Innovating against ATM Crime - Developing a practice-based model and design-led approach to enhancing customer experience as well as improving customer security.

In 2012, Central Saint Martins (CSM) is offering a 4 year bursary supported by the college’s award winning Design Against Crime Research Centre (DACRC) and funded by LINK. 

LINK first worked with DACRC in 2011 when the company was involved in an industry sponsored design project with CSM’s BA Product Design students.  The brief was to come up with new and cost-effective solutions to tackle ATM crime.  The results were exciting and innovative, prompting LINK to consider the extension of this early research with a full time PhD into the subject.

The PhD student will consider how design and innovation may reduce ATM crime and improve the customer experience by addressing customer communication, design improvements within the wider built environment and the interaction design of ATM software. 

By situating the PhD at Central Saint Martins, part of University of the Arts London, the student will have access to multi-disciplinary expertise and facilities.   Academic advisors and an industry advisory group assembled by DACRC and LINK will include potential stakeholders such as the police, banks and local government.

The appointed candidate will have a strong design practice/strategy education with a good first degree and a post-graduate qualification.  Applicants are being sought both in the UK and EU.  The chance to work in one of the most creative establishments in the world situated in a brand new award winning building at King’s Cross will provide an exciting experience for the student and an invaluable contribution to the understanding and prevention of ATM crime for LINK and the wider financial services community.
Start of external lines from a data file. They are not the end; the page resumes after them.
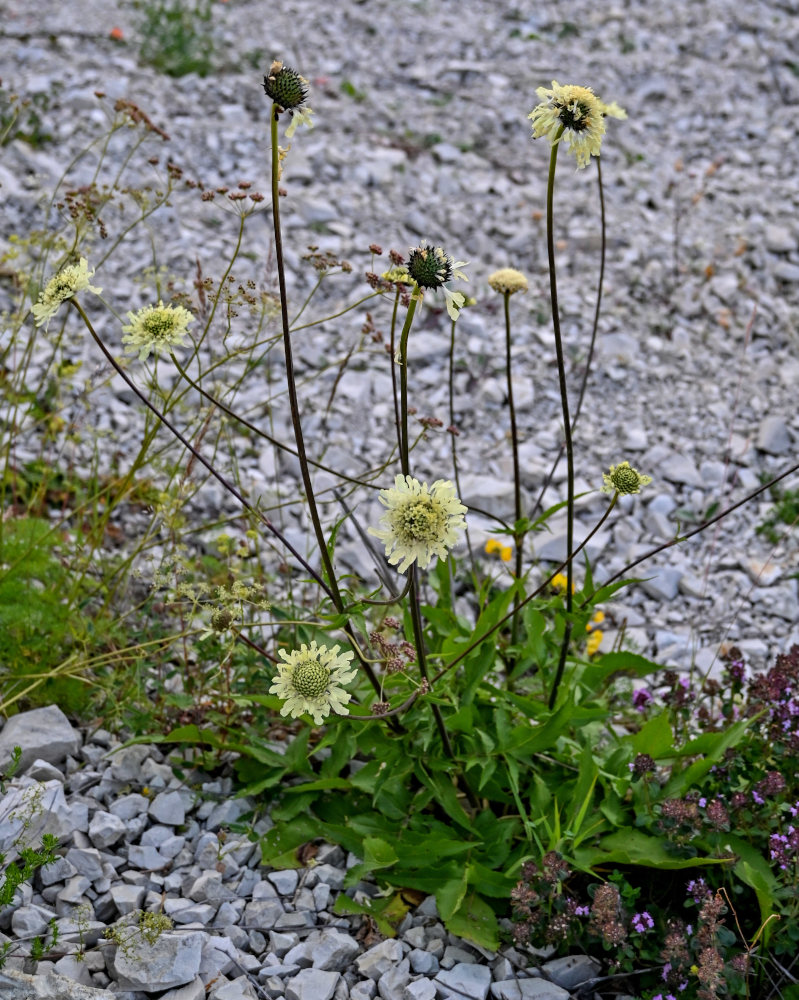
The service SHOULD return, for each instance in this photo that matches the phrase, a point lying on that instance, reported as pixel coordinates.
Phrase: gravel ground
(422, 134)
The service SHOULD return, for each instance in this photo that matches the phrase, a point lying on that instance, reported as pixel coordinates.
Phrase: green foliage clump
(176, 36)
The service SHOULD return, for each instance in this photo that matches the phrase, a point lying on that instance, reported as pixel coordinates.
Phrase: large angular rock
(30, 809)
(43, 733)
(172, 960)
(528, 989)
(464, 980)
(18, 986)
(312, 984)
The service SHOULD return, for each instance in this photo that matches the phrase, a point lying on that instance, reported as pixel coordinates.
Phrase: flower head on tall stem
(575, 114)
(69, 281)
(430, 267)
(156, 328)
(623, 479)
(507, 281)
(289, 91)
(420, 521)
(309, 681)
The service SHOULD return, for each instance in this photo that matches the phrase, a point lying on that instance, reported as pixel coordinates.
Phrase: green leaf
(450, 896)
(321, 785)
(655, 737)
(379, 853)
(634, 847)
(475, 921)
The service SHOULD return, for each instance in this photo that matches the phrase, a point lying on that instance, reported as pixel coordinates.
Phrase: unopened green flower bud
(429, 266)
(285, 86)
(221, 620)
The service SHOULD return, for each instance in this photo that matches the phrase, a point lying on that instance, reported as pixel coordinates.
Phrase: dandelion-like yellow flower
(69, 281)
(420, 521)
(575, 114)
(623, 479)
(493, 547)
(430, 267)
(559, 582)
(309, 681)
(156, 328)
(507, 281)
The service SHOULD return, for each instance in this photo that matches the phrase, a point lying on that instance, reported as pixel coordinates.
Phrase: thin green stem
(518, 537)
(292, 388)
(453, 441)
(564, 398)
(403, 360)
(198, 457)
(488, 632)
(594, 329)
(332, 587)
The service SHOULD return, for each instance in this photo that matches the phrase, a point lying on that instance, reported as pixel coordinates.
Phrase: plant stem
(290, 382)
(402, 430)
(488, 632)
(567, 431)
(518, 536)
(594, 329)
(452, 429)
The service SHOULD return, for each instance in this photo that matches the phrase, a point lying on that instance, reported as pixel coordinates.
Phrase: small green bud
(285, 86)
(429, 266)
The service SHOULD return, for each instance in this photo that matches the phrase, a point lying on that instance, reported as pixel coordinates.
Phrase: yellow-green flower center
(575, 116)
(310, 678)
(420, 520)
(159, 324)
(625, 479)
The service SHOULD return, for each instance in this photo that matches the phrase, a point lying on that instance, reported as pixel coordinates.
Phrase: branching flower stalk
(222, 480)
(567, 428)
(590, 357)
(296, 422)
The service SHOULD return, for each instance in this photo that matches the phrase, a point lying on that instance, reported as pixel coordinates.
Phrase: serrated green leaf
(475, 921)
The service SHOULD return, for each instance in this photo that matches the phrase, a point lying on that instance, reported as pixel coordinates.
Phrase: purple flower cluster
(784, 847)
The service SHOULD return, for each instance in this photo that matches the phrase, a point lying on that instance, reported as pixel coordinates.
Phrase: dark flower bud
(285, 86)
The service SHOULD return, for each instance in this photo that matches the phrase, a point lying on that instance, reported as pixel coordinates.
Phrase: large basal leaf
(633, 847)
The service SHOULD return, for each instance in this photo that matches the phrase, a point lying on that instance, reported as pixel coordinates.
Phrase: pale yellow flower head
(574, 114)
(69, 281)
(420, 521)
(623, 479)
(494, 547)
(507, 281)
(156, 328)
(308, 681)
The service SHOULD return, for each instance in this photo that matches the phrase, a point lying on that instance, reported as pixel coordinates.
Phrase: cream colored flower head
(156, 328)
(308, 681)
(507, 281)
(575, 114)
(430, 267)
(623, 479)
(69, 281)
(420, 521)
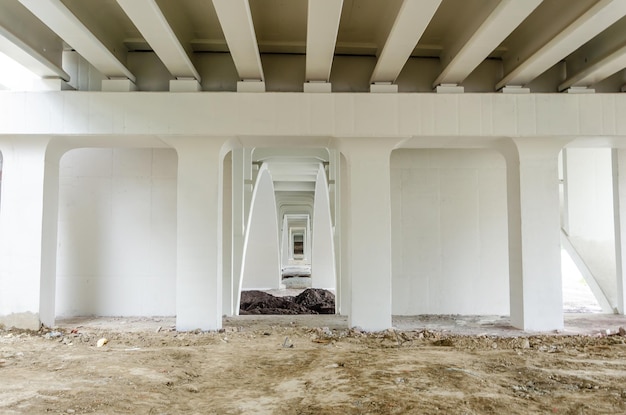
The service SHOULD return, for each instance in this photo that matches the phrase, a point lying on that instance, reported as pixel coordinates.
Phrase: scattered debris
(310, 301)
(287, 344)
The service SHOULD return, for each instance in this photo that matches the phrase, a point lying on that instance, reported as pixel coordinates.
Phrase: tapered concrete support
(199, 244)
(27, 233)
(237, 224)
(619, 215)
(534, 233)
(228, 304)
(261, 253)
(366, 231)
(323, 245)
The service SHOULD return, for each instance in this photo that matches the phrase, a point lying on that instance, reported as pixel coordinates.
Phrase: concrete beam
(410, 24)
(154, 27)
(322, 27)
(599, 17)
(238, 27)
(60, 19)
(470, 51)
(597, 70)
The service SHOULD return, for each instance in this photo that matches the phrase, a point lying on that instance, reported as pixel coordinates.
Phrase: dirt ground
(314, 365)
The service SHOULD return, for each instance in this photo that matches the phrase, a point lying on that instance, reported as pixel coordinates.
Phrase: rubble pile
(310, 301)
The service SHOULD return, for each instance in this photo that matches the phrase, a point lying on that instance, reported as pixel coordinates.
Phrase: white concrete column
(238, 226)
(199, 234)
(619, 215)
(366, 231)
(260, 269)
(27, 233)
(322, 241)
(228, 303)
(534, 233)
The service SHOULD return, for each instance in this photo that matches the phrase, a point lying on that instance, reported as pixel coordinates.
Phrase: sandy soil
(281, 366)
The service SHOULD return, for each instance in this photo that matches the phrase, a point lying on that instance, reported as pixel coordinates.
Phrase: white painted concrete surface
(117, 232)
(449, 232)
(261, 253)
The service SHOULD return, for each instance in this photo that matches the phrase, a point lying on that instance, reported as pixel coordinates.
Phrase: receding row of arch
(117, 228)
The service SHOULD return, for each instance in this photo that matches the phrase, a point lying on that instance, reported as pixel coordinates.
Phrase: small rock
(287, 344)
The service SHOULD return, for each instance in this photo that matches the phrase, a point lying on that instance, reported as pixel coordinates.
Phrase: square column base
(318, 87)
(384, 88)
(250, 86)
(48, 84)
(185, 85)
(118, 85)
(515, 90)
(449, 89)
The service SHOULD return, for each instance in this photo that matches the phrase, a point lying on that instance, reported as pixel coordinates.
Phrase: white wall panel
(117, 232)
(449, 232)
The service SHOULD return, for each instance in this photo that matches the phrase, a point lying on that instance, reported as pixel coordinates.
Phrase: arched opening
(588, 261)
(289, 237)
(117, 232)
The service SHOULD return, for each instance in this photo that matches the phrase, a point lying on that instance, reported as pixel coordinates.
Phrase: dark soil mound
(259, 302)
(318, 300)
(310, 301)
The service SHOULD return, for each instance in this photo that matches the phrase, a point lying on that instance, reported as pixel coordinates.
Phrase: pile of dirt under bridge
(310, 301)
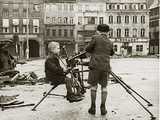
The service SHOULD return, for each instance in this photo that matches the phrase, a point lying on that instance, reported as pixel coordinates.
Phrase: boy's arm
(112, 50)
(91, 45)
(53, 67)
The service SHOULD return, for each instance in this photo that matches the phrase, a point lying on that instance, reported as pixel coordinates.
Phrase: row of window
(17, 11)
(60, 20)
(60, 32)
(126, 6)
(139, 48)
(16, 29)
(127, 33)
(61, 7)
(127, 19)
(93, 20)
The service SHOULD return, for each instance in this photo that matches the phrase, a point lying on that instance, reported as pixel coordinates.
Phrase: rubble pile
(13, 78)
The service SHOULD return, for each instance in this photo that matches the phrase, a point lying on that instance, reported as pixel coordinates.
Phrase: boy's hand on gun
(66, 71)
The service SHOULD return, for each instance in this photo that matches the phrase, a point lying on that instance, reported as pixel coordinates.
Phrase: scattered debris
(16, 106)
(18, 79)
(7, 102)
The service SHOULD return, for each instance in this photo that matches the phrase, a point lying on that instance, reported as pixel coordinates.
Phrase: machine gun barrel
(81, 55)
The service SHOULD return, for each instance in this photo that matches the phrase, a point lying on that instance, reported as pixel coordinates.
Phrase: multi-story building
(59, 23)
(154, 24)
(90, 13)
(22, 20)
(129, 23)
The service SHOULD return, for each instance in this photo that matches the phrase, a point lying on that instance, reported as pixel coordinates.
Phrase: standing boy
(100, 49)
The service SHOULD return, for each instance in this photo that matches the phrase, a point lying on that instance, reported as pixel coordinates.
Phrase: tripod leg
(129, 92)
(34, 108)
(116, 77)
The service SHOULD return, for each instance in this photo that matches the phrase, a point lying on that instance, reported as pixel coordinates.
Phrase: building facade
(23, 20)
(154, 24)
(129, 23)
(59, 23)
(90, 13)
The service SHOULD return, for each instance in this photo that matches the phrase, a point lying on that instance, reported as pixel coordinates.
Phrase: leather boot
(103, 109)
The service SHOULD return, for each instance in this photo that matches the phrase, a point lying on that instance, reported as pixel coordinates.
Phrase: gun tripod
(129, 90)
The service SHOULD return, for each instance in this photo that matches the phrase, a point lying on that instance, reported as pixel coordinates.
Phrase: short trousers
(98, 77)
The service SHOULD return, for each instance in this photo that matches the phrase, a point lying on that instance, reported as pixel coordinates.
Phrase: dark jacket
(101, 48)
(7, 61)
(53, 70)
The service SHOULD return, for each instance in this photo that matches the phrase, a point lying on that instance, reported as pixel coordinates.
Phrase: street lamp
(27, 42)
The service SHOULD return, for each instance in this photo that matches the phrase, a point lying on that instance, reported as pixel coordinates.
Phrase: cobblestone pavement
(140, 73)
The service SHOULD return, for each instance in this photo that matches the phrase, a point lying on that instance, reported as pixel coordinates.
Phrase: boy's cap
(52, 45)
(103, 28)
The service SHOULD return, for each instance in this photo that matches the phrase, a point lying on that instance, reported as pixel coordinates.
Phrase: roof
(92, 0)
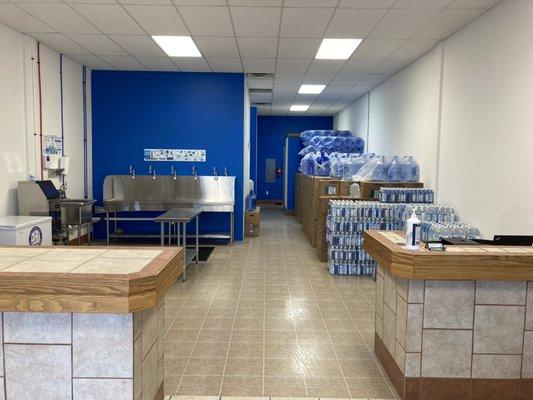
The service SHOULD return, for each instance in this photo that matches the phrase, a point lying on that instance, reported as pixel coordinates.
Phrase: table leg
(231, 227)
(197, 238)
(184, 225)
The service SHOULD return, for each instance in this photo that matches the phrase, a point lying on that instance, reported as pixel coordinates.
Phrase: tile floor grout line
(186, 298)
(294, 325)
(234, 317)
(203, 322)
(324, 321)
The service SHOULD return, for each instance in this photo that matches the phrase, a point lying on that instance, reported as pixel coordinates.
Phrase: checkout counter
(84, 323)
(454, 324)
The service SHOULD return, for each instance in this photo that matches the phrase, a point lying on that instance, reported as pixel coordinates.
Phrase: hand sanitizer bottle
(412, 235)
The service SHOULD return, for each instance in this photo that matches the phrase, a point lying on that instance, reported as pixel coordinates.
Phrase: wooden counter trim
(92, 293)
(446, 265)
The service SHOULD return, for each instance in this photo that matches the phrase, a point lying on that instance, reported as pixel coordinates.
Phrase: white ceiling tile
(20, 20)
(360, 66)
(256, 21)
(376, 48)
(138, 45)
(336, 89)
(98, 44)
(448, 22)
(260, 97)
(61, 17)
(366, 3)
(326, 66)
(421, 3)
(474, 3)
(373, 79)
(60, 43)
(353, 22)
(288, 79)
(311, 3)
(292, 66)
(192, 64)
(391, 66)
(260, 82)
(259, 65)
(298, 48)
(93, 62)
(286, 89)
(255, 3)
(412, 49)
(158, 20)
(225, 64)
(200, 2)
(207, 21)
(402, 23)
(212, 46)
(125, 63)
(305, 22)
(347, 79)
(110, 19)
(318, 79)
(157, 63)
(257, 47)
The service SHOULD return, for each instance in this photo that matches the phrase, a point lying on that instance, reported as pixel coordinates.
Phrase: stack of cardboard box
(252, 222)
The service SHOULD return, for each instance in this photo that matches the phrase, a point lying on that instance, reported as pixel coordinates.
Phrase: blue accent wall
(253, 145)
(136, 110)
(271, 133)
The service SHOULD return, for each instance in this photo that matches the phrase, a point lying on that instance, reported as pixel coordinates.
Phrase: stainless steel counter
(126, 193)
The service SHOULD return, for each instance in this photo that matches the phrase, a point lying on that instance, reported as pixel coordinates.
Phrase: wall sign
(174, 155)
John Howells, Chief Executive of LINK, said:

“LINK is delighted to support Central Saint Martins by sponsoring this unique PhD programme. This will enable us to bring together cash machine owners, the police, industry experts and academia in a way that has not been done before, enabling design-led improvements to help tackle cash machine fraud head-on.”

 Professor Lorraine Gamman, Director of the Design Against Crime Research Centre comment:

“Designers can make a difference to issues as complex as ATM crime because strong research combined with 'wonky' design thinking catalyses new ideas, services and solutions. This tends to be the type of design that has the potential to generate behaviour change in unexpected and innovative ways.”